The race came to this conclusion in the natural process of its growth. The animal man was verging into the reasoning man; the man was becoming more brain and less body; his body was weakening as his brain strengthened, and life began to grow shorter with him. This seems strange, but it is easily accounted for. The body builds the brain; the time is coming when the brain will be intelligent enough to reciprocate by building a better body; but in the earlier part of this transaction, the brain, while it absorbed the forces heretofore given to the body, required ages of growth before it became intelligent enough to understand the situation. It was growing and increasing in power, unconsciously to itself; and unconsciously to the body. All that was known about it was that life grew shorter and weaker as the brain grew stronger and more forceful; diseases multiplied, and the surrounding conditions of man became more distasteful. Instead of becoming happier and healthier, he became more unhappy and discontented.

From the foregoing a glimpse of nature's way of doing things may be observed. The man was nearly all animal at first. He became less animal as his brain developed, and his brain kept developing more and more in proportion as he thought more. He grew to be less animal and more mental, and his body registered the fact. This change has been constantly going on, and is still going on. The brain is being built at the expense of the body. But this need not continue any longer, and why?

Because the brain is now sufficiently intelligent to know that, no matter how much of the bodily forces it may consume, it can generate a power that will return to the body all the force it draws from it, and more. And this power it gives back to the body in the form of intelligent thought. And here is the origin of Mental Science—the science of mind unfoldment.

All things come in the line of growth. Man's brain was being built without his knowing what was going on within him; the coming era will be marked chiefly by the fact that man will have achieved this knowledge concerning the relation of his brain to his body, or his thought to his body; for it is thought generated by the brain that will eventually make the explanation that will unite the two—brain and body—in an endless circuit, from which the life forces will cease to trail off and be lost, as they now trail off and are lost; and when this condition comes, disease, old age and death will cease upon our planet.

I have said that the idea of a soul and an existence after this life is over seems to have been of somewhat recent date. We find no reference to it in the Old Testament.

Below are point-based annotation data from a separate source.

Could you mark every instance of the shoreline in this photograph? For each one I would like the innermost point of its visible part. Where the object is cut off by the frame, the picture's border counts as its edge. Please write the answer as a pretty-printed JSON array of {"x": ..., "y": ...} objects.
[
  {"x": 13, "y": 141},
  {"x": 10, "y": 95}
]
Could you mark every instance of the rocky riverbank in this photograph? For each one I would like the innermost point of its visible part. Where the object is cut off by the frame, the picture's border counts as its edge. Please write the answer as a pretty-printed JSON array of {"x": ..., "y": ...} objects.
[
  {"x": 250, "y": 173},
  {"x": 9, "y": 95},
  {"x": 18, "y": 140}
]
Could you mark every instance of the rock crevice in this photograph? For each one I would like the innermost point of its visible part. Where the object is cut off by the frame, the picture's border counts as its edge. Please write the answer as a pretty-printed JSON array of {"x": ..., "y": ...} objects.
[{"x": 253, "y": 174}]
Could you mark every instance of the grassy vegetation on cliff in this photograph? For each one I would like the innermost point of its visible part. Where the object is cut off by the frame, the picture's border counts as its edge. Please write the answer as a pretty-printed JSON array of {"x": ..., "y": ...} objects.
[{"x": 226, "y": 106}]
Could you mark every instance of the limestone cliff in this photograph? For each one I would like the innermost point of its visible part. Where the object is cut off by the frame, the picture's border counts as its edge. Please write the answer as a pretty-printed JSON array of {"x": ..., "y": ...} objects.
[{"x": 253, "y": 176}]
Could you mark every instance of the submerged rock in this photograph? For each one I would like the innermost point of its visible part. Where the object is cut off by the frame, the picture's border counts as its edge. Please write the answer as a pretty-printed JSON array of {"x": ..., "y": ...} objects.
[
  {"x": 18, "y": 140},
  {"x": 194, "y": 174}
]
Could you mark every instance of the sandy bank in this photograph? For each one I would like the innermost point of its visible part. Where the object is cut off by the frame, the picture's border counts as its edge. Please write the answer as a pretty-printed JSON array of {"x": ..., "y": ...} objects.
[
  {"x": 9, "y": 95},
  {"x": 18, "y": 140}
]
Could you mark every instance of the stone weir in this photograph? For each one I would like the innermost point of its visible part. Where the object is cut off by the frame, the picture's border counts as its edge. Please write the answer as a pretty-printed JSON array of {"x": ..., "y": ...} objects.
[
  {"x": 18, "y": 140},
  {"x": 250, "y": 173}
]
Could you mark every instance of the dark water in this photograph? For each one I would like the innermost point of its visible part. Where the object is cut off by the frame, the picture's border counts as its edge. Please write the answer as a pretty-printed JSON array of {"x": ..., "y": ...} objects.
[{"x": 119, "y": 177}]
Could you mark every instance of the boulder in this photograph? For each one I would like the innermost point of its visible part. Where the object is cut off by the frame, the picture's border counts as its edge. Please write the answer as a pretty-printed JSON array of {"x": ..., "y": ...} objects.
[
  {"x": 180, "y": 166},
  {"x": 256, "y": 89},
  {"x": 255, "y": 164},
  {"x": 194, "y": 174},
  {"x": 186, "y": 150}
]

We have accounts in the Old Testament of men who lived for hundreds of years, and who evidently looked forward to the time when death should be conquered in this world. They did not die, because their lives were broken by the mental division of themselves that separated them into body and soul. And yet they would not have conquered death upon the earth, even if they never made this separation. Something more was needed to achieve the conquest of death than the continuance of the animal lives which they represented.